What does it mean to have permanent residence in Canada? Immigration to Canada is, and has always been, a changing process. With over 60 Canadian immigration programs that lead to permanent residence in Canada, it is understandable that a degree of confusion arises from time to time. New programs open, old programs close, criteria for existing programs are modified, and definitions change. Some newcomers to Canada who have successfully attained permanent residence status remain unsure about precisely what it is. This article will deal with some common questions surrounding permanent residence in Canada.
Who is a permanent resident of Canada?
A permanent resident is someone who has been issued a permanent resident visa by the Canadian government and has landed in Canada, but is not a Canadian citizen. Permanent residents are citizens of other countries. A person in Canada temporarily, such as a student, foreign worker or visitor, is not a permanent resident.
What rights does Canadian permanent residence confer on the holder?
Permanent residents of Canada have the right to:
– Get most social benefits that Canadian citizens receive, including health care coverage;
– Live, work or study anywhere in Canada;
– Apply for Canadian citizenship after spending a certain amount of time as a permanent resident in Canada;
– Protection under Canadian law and the Canadian Charter of Rights and Freedoms.
What are a Canadian permanent resident’s responsibilities while in Canada?
Permanent residents of Canada are required to respect all Canadian laws at the federal, provincial and municipal levels. A conviction for a serious criminal offence may result in the loss of permanent resident status.

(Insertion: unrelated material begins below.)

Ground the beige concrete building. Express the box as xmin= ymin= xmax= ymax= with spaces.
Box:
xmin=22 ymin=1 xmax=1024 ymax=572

Does Canadian permanent residence need to be renewed, and if so, when and how?
Once a permanent resident visa is granted and the holder lands in Canada as a permanent resident, that status does not have to be renewed. It remains indefinitely unless the holder applies for and is granted Canadian citizenship or the holder loses his or her permanent resident status.
An individual may lose permanent resident status for failure to meet the residency obligation. That obligation requires a permanent resident to accumulate 730 residency days in each five-year period. Residency days may be accumulated inside or outside Canada. To accumulate residency days while outside Canada, a permanent resident must be:
– with an accompanying Canadian citizen who is their spouse or common-law partner or, in the case of a child, their parent;
– employed on a full-time basis by a Canadian business or in the federal public administration or the public service of a province; or
– accompanying a permanent resident who is his or her spouse or common-law partner or, in the case of a child, his or her parent and who is employed on a full-time basis by a Canadian business or in the federal public administration or the public service of a province.

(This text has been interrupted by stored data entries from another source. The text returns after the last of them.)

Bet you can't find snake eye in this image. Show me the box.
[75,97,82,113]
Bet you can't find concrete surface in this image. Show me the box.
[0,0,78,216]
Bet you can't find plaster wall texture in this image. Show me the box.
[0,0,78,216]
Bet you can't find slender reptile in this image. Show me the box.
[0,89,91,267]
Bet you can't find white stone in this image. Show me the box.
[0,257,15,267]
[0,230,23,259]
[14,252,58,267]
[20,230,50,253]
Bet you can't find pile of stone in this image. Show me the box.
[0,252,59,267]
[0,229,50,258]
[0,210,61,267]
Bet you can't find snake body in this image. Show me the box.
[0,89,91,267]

What is a Permanent Resident Card?
Do not confuse a permanent resident card with permanent resident status. The card is a piece of plastic that contains biometric data. The acquisition of a PR card is voluntary. It is, however, required in the absence of a travel document to board a common carrier (such as an airplane) to Canada if an individual is not a Canadian citizen and not a citizen of a country that requires a temporary resident visa to visit Canada. So, while it is not obligatory for a permanent resident to carry a PR card, it certainly is convenient.

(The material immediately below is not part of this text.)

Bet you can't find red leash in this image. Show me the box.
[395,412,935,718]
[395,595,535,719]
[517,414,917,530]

Is permanent residence the same as a Green Card in the United States?
Perhaps because of the size and scale of Canada’s neighbour to the south, the United States, the term “Canada Green Card” is a term that has been used figuratively to describe permanent residence in Canada. This is because individuals who have been given the right to live and work in the United States used to be given an actual green card that confirmed their status.
In reality, there is no such thing as a ‘Canada Green Card’, and distinctions between the American and Canadian systems of permanent immigration should be highlighted.
“A United States green card grants the holder permission to enter and live in the United States. In contrast, Canadian Permanent Resident status grants an individual the right to enter and live in Canada. This reveals a fundamental contrast in philosophy. True, both privileges and rights have limits, and both may be revoked under certain circumstances, but that is not to say that they confer equal status. Permanent residence in Canada is a legal entitlement, inherent to its holder. A simple example demonstrates this point. Permanent Residents of the United States must, in theory, be in possession of their U.S green cards at all times and must be prepared to show them to U.S. authorities upon request. Permanent Residents of Canada have no such obligation.”
How does an individual become a permanent resident of Canada in the first place?
Canada is a vast, multicultural nation with changing immigration goals, and there are many ways in which a foreign person may become a permanent resident of Canada.
– There are various family sponsorship programs, whereby a Canadian permanent resident can sponsor his or her spouse or close family members.
– Individuals who have work or study experience in Canada may be eligible to apply for permanent residence under the Canadian Experience Class.
– Foreign skilled workers may be eligible to apply under the Federal Skilled Worker Program. (Note: This program is changing soon).
– Tradespersons may be eligible to apply under the Federal Skilled Trades Program.
– The provinces of Canada are able to nominate new permanent residents under the Provincial Nominee Programs.
– Certain individuals who fulfil specific criteria may be eligible to land in Canada as permanent residents under the business and investor programs.
– The province of Quebec chooses newcomers under its skilled worker and Quebec experience programs. Successful applicants go on to attain Canadian permanent residence.
– Refugees accepted and approved by the government of Canada attain permanent residence.